El Giro de 2014 contendrá otras novedades aparte del segundo clasificado del Tour de 2013. Empezará en Belfast y recorrerá durante el primer fin de semana Irlanda del Norte. Es otro paso más de la apertura del mundo de las dos ruedas, una transformación del ciclismo que Antón observa desde varias perspectivas. Ahora se prepara para la ronda italiana, su preferida de las grandes por el ambiente y con una semana final «dura», pero no pierde de vista la situación actual. «No somos muy optimistas con el ciclismo español. He visto la evolución del Euskaltel y del ciclismo desde que empezaba a montar en bici con 10 años hasta ahora que tengo 30. Iba subiendo, subiendo y ahora en los últimos años ha ido cayendo. Se han puesto los listones muy altos con los resultados con Contador, con Induráin, con los mundiales de Freire o con lo la medalla olímpica de Samuel Sánchez. Parece que tiene que ser así de fácil. Al final es bueno, pero ahora se viene un poco en tu contra porque está difícil mejorar o incluso igualar. Esperemos que Valverde, Purito y otros corredores vayamos cubriendo ese nivel», explica el vizcaíno.

¿El futuro? «Está muy difícil. Se están abriendo otras fronteras como Colombia e Inglaterra, que tiene dos equipos 'World Tour'. El ciclismo se está globalizando mucho para bien pero también en otras cosas para mal porque en el sentido clásico siempre se ha dado en Europa y lo importante es que no desaparezcan carreras de mucha antigüedad. Hay que tener una mezcla de las dos cosas, no sólo vivir dentro de tu burbuja. Hay que salir pero hay que respaldar las carreras antiguas porque son las que han hecho llegar donde este deporte ha llegado, pero también me gusta conocer diferentes lugares ¿A quién no?», señala Antón.
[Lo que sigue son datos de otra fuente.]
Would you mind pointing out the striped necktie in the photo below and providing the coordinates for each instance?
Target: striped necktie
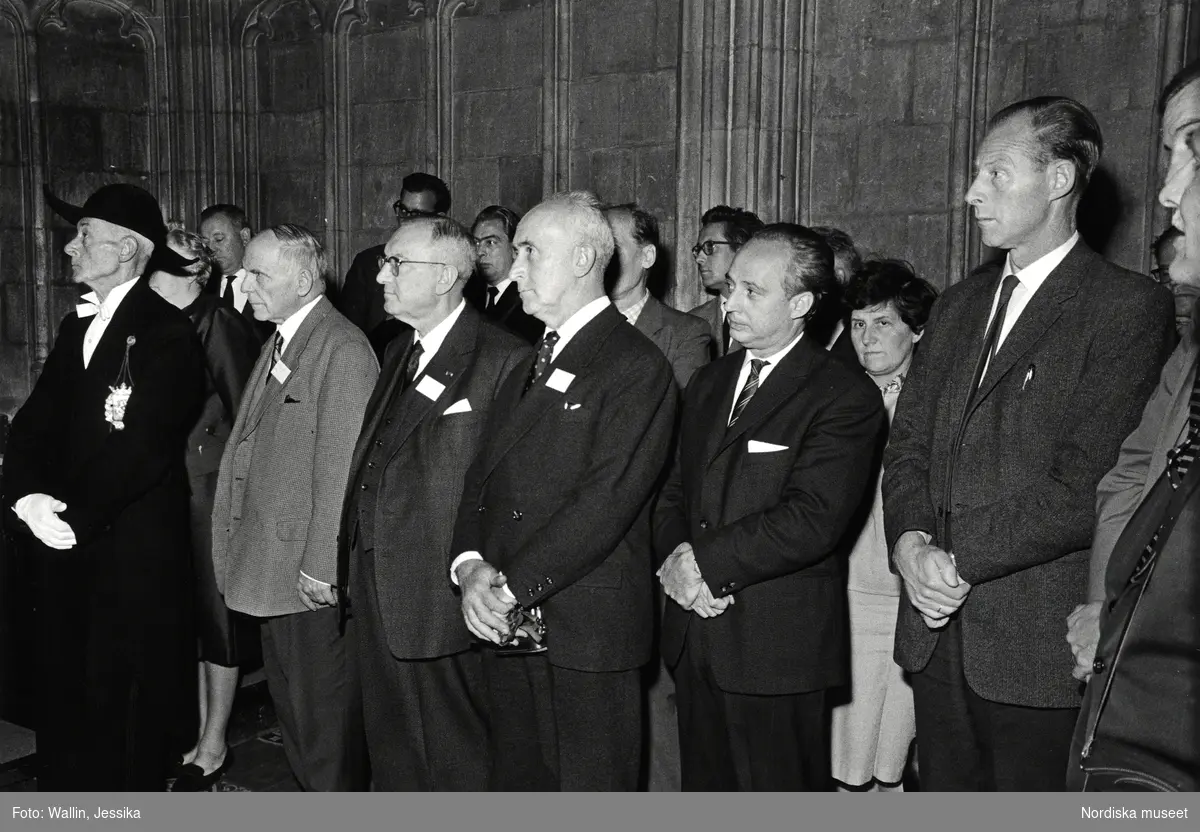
(751, 387)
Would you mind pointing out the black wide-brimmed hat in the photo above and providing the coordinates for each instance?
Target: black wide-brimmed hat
(129, 207)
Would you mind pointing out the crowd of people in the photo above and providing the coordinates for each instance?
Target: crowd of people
(492, 516)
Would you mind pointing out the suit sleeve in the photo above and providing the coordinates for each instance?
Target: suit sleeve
(345, 391)
(826, 486)
(907, 504)
(1055, 514)
(627, 464)
(168, 385)
(1121, 490)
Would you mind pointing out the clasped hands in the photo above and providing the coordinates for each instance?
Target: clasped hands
(930, 579)
(487, 609)
(684, 585)
(40, 512)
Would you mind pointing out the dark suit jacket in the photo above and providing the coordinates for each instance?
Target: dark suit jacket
(509, 311)
(406, 483)
(558, 497)
(282, 480)
(769, 527)
(1063, 390)
(683, 337)
(360, 297)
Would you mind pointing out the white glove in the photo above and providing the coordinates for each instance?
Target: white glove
(40, 513)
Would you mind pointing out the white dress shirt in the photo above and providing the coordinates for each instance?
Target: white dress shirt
(1030, 280)
(103, 313)
(772, 360)
(239, 297)
(565, 333)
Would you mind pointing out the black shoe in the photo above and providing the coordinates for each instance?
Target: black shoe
(192, 778)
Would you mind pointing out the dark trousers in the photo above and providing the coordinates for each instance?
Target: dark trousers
(315, 688)
(743, 742)
(555, 729)
(425, 718)
(969, 743)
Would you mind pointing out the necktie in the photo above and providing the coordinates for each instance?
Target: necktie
(751, 387)
(997, 322)
(545, 352)
(414, 360)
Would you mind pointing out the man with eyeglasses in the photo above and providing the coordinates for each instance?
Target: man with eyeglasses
(493, 292)
(723, 231)
(360, 298)
(420, 674)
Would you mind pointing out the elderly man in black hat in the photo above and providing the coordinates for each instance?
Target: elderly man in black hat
(95, 472)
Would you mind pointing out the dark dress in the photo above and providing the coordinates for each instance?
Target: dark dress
(231, 348)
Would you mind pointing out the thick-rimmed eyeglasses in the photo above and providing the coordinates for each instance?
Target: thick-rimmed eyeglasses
(708, 247)
(394, 263)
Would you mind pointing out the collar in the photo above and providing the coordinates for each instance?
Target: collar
(581, 318)
(636, 309)
(432, 341)
(90, 303)
(289, 327)
(1035, 274)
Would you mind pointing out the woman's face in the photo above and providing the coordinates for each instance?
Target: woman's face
(882, 340)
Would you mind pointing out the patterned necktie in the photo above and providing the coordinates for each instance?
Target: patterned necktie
(1179, 460)
(751, 387)
(545, 352)
(414, 361)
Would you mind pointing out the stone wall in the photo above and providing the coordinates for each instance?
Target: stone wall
(857, 113)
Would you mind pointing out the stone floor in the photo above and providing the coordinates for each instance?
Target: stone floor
(259, 762)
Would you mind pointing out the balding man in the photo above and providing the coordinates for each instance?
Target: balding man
(95, 471)
(558, 498)
(774, 460)
(420, 674)
(279, 497)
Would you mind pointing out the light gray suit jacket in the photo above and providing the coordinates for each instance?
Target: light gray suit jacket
(283, 472)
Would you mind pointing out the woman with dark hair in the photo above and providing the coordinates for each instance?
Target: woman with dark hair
(228, 640)
(871, 734)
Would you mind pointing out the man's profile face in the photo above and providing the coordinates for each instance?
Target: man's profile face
(273, 281)
(543, 265)
(228, 243)
(495, 250)
(95, 250)
(1012, 193)
(1181, 126)
(757, 307)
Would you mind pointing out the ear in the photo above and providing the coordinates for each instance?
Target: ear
(801, 304)
(585, 258)
(647, 256)
(1062, 178)
(447, 279)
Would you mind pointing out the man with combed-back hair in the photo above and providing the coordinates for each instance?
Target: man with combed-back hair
(555, 519)
(277, 508)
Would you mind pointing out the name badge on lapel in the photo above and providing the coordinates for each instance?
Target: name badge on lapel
(430, 388)
(559, 381)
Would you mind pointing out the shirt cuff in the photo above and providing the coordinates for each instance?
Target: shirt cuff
(462, 558)
(313, 579)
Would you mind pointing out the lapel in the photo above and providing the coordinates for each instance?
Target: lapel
(526, 411)
(651, 321)
(1043, 310)
(780, 385)
(444, 367)
(267, 388)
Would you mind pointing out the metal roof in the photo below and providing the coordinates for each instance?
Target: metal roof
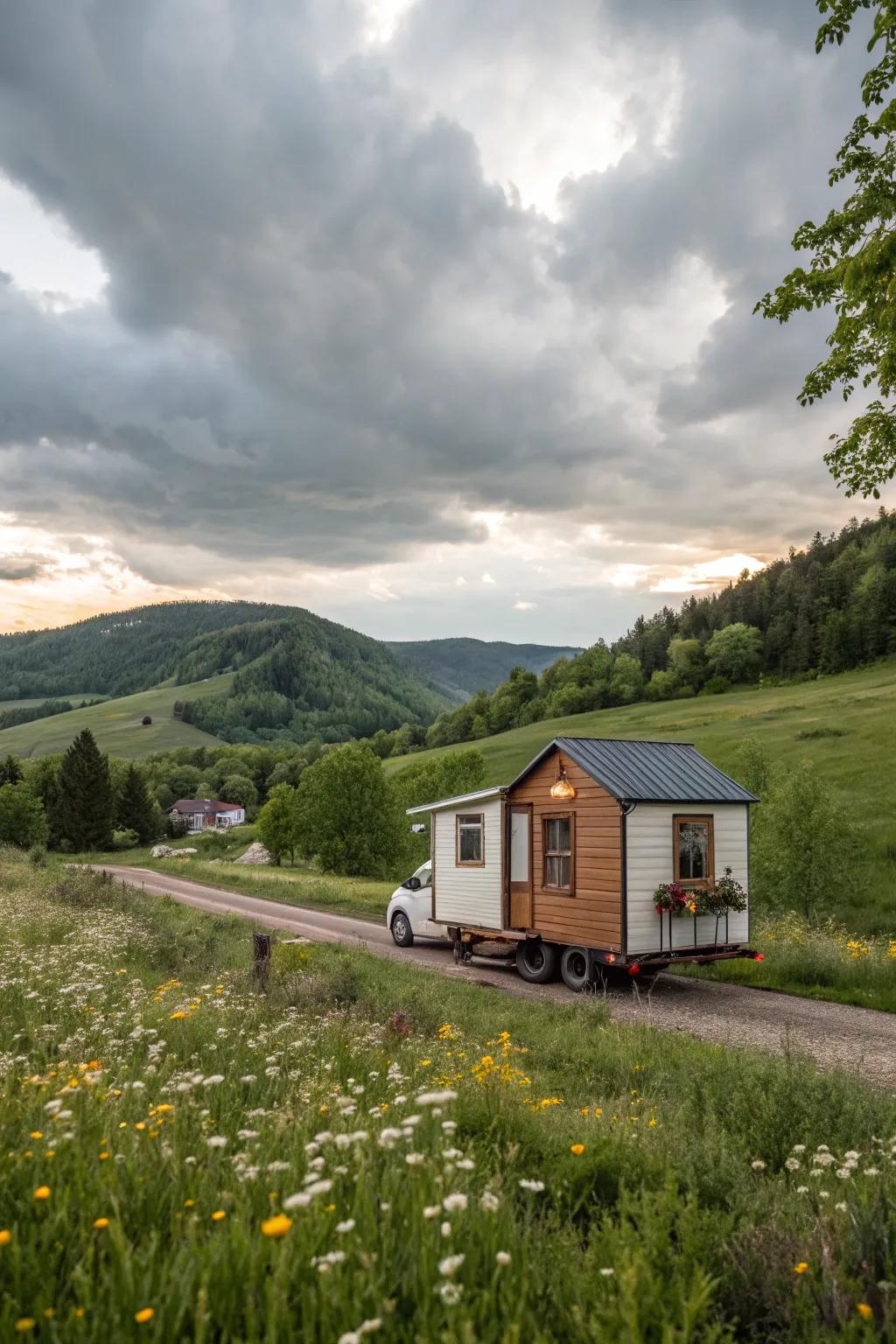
(462, 797)
(648, 772)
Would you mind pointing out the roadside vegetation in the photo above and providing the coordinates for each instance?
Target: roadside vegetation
(369, 1151)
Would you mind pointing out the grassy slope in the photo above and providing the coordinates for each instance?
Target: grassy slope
(74, 696)
(116, 724)
(659, 1230)
(858, 765)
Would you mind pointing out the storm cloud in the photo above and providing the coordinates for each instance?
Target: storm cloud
(333, 331)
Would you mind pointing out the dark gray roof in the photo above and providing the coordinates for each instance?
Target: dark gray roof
(649, 772)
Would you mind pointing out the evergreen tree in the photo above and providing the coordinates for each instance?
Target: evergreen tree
(83, 802)
(10, 772)
(135, 810)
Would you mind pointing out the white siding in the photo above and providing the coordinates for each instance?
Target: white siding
(649, 860)
(461, 894)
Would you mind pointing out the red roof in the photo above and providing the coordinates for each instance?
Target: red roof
(206, 807)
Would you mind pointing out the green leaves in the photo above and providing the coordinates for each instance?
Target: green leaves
(853, 266)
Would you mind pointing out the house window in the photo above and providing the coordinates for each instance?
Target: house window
(693, 858)
(469, 842)
(557, 854)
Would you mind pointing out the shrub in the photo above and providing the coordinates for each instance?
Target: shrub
(125, 839)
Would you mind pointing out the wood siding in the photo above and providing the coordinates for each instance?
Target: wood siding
(468, 894)
(592, 913)
(650, 860)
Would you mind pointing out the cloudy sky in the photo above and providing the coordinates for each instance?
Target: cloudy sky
(433, 316)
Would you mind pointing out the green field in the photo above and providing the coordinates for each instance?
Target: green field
(853, 714)
(73, 696)
(116, 724)
(368, 1150)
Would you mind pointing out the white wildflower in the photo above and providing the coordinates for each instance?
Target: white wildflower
(451, 1265)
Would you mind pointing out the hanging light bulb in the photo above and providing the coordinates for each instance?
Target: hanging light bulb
(562, 788)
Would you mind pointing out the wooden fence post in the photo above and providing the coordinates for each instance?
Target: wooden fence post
(261, 952)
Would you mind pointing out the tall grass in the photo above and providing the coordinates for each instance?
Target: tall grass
(438, 1164)
(816, 962)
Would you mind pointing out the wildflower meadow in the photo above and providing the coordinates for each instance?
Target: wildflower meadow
(364, 1151)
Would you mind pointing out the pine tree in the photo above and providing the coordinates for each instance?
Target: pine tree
(135, 810)
(10, 772)
(85, 804)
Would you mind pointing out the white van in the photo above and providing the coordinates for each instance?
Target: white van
(410, 910)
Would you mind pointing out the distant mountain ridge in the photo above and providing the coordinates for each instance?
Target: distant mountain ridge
(459, 667)
(294, 675)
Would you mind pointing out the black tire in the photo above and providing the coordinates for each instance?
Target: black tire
(536, 962)
(402, 932)
(574, 968)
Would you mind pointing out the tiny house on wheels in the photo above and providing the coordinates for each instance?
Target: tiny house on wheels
(601, 854)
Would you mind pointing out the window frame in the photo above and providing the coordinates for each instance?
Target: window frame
(557, 816)
(680, 819)
(469, 863)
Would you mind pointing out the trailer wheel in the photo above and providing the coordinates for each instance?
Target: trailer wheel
(402, 930)
(574, 968)
(536, 962)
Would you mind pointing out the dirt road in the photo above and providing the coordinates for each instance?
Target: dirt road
(835, 1035)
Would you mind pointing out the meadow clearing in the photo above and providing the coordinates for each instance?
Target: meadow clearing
(371, 1151)
(823, 960)
(117, 724)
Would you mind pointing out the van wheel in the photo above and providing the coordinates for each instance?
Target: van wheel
(402, 930)
(536, 962)
(574, 968)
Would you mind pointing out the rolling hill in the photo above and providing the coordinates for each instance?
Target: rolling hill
(845, 724)
(461, 667)
(117, 724)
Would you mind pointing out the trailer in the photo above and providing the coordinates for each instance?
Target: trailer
(602, 854)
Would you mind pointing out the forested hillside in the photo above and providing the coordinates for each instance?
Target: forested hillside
(826, 609)
(117, 654)
(303, 677)
(461, 667)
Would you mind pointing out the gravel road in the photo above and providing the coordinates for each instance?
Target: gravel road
(835, 1035)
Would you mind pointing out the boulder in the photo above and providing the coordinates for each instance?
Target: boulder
(256, 854)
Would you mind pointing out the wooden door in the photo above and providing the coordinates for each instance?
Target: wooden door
(520, 865)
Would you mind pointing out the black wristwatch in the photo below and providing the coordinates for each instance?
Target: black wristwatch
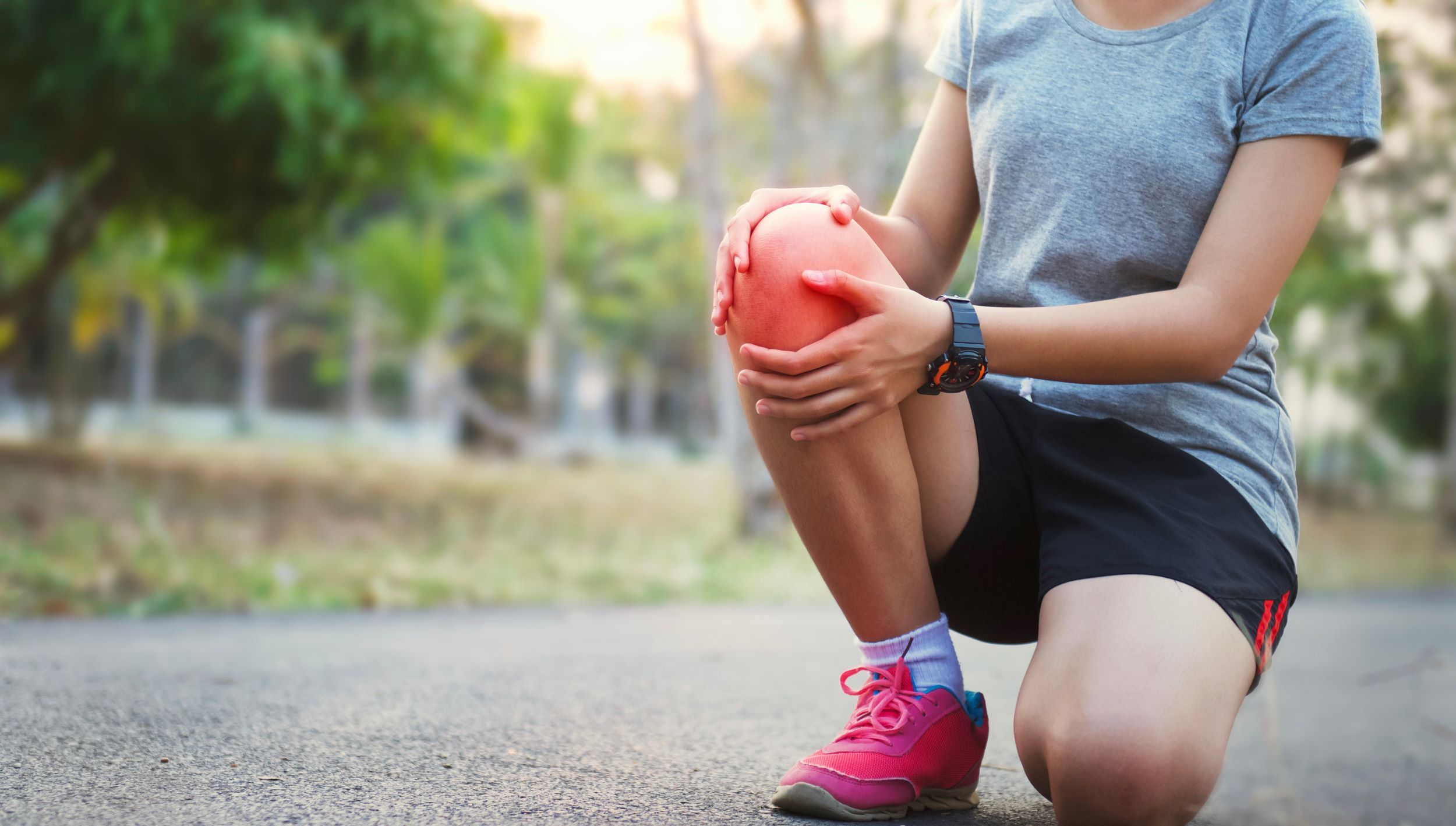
(964, 363)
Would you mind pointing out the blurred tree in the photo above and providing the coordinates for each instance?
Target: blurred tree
(1393, 236)
(255, 117)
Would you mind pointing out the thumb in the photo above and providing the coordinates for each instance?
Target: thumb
(860, 293)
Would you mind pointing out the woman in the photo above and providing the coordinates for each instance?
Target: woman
(1120, 487)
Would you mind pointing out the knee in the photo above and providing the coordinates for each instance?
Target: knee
(772, 306)
(1107, 765)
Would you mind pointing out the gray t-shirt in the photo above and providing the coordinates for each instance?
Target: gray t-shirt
(1098, 156)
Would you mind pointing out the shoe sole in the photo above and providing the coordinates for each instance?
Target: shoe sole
(816, 802)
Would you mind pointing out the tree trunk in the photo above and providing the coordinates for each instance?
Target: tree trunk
(68, 385)
(421, 385)
(543, 356)
(758, 500)
(252, 398)
(1448, 293)
(362, 366)
(641, 398)
(70, 235)
(142, 392)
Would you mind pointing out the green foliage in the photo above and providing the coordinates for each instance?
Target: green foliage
(260, 115)
(404, 267)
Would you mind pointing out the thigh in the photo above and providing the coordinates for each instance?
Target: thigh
(1137, 672)
(977, 510)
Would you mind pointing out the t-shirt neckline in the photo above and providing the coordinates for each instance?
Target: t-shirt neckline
(1130, 37)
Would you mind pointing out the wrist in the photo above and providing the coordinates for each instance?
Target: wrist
(939, 330)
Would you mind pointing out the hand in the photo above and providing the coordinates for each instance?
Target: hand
(860, 370)
(733, 252)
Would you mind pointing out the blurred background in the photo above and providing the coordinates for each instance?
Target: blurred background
(401, 303)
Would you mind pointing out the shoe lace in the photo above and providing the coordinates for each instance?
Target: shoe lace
(889, 708)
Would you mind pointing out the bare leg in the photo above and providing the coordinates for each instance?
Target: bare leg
(855, 499)
(1126, 708)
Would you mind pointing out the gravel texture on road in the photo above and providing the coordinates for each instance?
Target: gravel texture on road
(638, 714)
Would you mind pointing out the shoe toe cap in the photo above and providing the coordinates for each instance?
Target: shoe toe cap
(860, 793)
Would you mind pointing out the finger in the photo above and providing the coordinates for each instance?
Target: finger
(803, 386)
(813, 407)
(791, 362)
(738, 229)
(843, 203)
(857, 414)
(864, 296)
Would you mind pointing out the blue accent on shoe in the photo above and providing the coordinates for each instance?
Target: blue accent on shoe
(976, 707)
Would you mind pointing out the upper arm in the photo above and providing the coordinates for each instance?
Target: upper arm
(1266, 211)
(938, 193)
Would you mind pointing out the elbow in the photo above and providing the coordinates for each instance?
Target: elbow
(1215, 360)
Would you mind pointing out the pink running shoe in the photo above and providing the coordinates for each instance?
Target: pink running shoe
(902, 749)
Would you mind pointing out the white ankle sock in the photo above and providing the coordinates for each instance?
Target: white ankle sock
(931, 658)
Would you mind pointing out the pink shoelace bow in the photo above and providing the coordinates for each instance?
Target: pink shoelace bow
(887, 711)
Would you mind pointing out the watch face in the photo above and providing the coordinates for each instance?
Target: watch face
(963, 372)
(957, 376)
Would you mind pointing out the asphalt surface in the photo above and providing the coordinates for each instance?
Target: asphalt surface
(656, 714)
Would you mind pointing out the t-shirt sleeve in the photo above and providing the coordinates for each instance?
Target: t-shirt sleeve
(953, 53)
(1324, 79)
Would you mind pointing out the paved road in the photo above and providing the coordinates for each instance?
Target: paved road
(657, 716)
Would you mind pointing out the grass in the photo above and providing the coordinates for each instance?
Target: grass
(143, 535)
(146, 532)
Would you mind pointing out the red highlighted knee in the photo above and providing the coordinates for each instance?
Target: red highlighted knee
(772, 306)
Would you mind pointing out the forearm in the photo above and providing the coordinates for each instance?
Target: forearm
(1174, 336)
(925, 269)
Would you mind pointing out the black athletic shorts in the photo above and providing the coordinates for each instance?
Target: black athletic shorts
(1065, 497)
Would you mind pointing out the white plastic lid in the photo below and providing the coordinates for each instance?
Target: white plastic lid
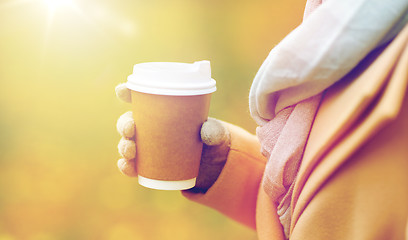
(172, 78)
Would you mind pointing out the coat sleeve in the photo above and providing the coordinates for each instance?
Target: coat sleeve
(235, 192)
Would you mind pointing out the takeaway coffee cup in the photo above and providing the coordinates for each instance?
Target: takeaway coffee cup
(170, 102)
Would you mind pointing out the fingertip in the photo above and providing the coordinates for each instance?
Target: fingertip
(126, 125)
(127, 167)
(213, 132)
(127, 148)
(123, 93)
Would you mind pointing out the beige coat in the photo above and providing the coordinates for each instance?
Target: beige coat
(353, 179)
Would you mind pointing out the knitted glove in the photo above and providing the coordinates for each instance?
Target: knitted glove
(214, 134)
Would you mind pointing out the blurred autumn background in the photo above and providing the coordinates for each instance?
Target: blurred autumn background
(60, 61)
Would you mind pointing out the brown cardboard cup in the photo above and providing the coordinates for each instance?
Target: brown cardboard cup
(168, 119)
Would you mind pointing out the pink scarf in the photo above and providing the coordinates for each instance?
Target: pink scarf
(283, 140)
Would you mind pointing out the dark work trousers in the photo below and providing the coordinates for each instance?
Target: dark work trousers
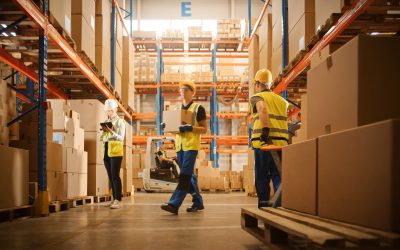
(187, 180)
(265, 171)
(113, 167)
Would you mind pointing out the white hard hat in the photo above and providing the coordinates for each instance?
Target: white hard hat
(110, 104)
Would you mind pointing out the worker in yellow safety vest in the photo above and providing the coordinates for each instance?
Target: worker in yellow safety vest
(269, 126)
(113, 150)
(187, 144)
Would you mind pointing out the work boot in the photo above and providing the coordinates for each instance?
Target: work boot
(116, 204)
(193, 209)
(110, 203)
(169, 208)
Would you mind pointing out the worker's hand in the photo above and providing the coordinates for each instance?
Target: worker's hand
(185, 128)
(265, 135)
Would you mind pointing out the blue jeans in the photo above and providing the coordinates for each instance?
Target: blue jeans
(265, 170)
(187, 180)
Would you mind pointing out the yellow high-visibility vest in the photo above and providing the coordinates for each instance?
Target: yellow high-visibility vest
(115, 147)
(189, 140)
(277, 117)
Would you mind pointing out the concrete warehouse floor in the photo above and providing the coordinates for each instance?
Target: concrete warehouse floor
(139, 224)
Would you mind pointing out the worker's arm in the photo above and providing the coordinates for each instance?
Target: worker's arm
(202, 128)
(263, 113)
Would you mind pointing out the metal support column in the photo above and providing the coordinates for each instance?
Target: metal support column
(159, 97)
(249, 16)
(113, 42)
(213, 110)
(43, 199)
(285, 39)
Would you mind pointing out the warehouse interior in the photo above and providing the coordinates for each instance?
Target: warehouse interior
(225, 124)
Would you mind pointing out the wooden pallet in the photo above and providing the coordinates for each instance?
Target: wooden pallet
(21, 212)
(58, 206)
(102, 198)
(282, 228)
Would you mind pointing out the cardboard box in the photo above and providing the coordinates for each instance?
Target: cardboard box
(61, 11)
(174, 118)
(82, 187)
(55, 185)
(301, 34)
(297, 9)
(97, 180)
(85, 8)
(83, 34)
(324, 9)
(14, 177)
(343, 91)
(137, 183)
(94, 147)
(299, 177)
(92, 113)
(360, 168)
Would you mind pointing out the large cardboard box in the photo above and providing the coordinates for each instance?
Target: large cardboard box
(61, 11)
(359, 176)
(84, 36)
(97, 180)
(299, 177)
(349, 89)
(94, 147)
(174, 118)
(14, 177)
(301, 34)
(92, 113)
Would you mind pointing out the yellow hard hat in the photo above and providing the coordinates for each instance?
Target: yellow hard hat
(189, 84)
(263, 76)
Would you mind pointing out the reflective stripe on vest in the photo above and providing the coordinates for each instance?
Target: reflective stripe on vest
(277, 118)
(189, 140)
(115, 147)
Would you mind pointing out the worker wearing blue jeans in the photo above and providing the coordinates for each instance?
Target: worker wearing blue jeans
(269, 127)
(187, 145)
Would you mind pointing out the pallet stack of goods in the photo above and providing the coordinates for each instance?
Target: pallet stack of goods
(14, 169)
(103, 38)
(128, 71)
(145, 68)
(348, 154)
(92, 114)
(71, 180)
(144, 36)
(228, 29)
(138, 165)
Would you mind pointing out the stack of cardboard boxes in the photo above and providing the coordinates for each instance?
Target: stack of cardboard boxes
(228, 29)
(92, 114)
(347, 168)
(103, 38)
(83, 26)
(138, 166)
(69, 180)
(145, 68)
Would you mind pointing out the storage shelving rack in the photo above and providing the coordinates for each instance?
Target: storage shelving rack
(55, 52)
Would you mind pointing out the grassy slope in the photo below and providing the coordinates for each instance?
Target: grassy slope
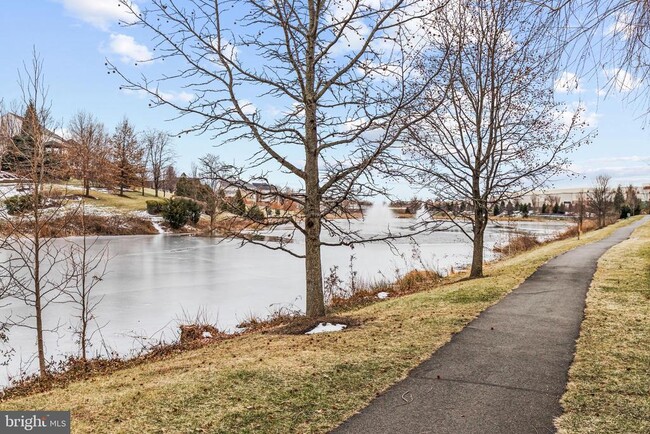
(609, 381)
(131, 201)
(272, 383)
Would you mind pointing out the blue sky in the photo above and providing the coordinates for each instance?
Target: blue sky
(75, 37)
Por el momento, el ciclista vasco afrontará tres semanas en una de las rondas por etapas más clásicas, la que inunda las carreteras italianas con una atmósfera transmitida de generación a generación. El mejor resultado de Antón en 2014 fue un quinto puesto en una etapa del Giro del Trentino, pero no ha olvidado su ascensión triunfal al Zoncolán en 2011. Será su tercera participación en una atmósfera que le encandila. Para la nueva carrera espera conceder el protagonismo a Nairo Quintana. No hay momentos para la melancolía ni para las quejas por su nuevo papel después de salvarse del paro en invierno. «He pasado momentos duros. 2013 fue como una montaña rusa y no sabía si seguiría en este mundillo», reconoce.«Quizás he tenido muchos momentos en el Euskaltel de responsabilidad de tener que liderar y a veces se hace duro. En ese sentido es otro ciclismo, otro tipo de acomodo. Quiero aportar algo propio», repasa.

Antón ayudará al su jefe de filas en su lucha por la general con Joaquín 'Purito' Rodríguez, Cadel Evans, Michele Scarponi; Rigoberto Urán, Domenico Pozzovivo o incluso Daniel Martin y Rafal Majka. Después, cuando el 1 de junio el pelotón cruce la última línea de meta, el corredor vasco podrá volver a reflexionar sobre el mundo de las dos ruedas. Ahora, sólo puede mandar un aviso y un deseo: «El ciclismo ahora está en retroceso, pero esperemos que sea para coger impulso».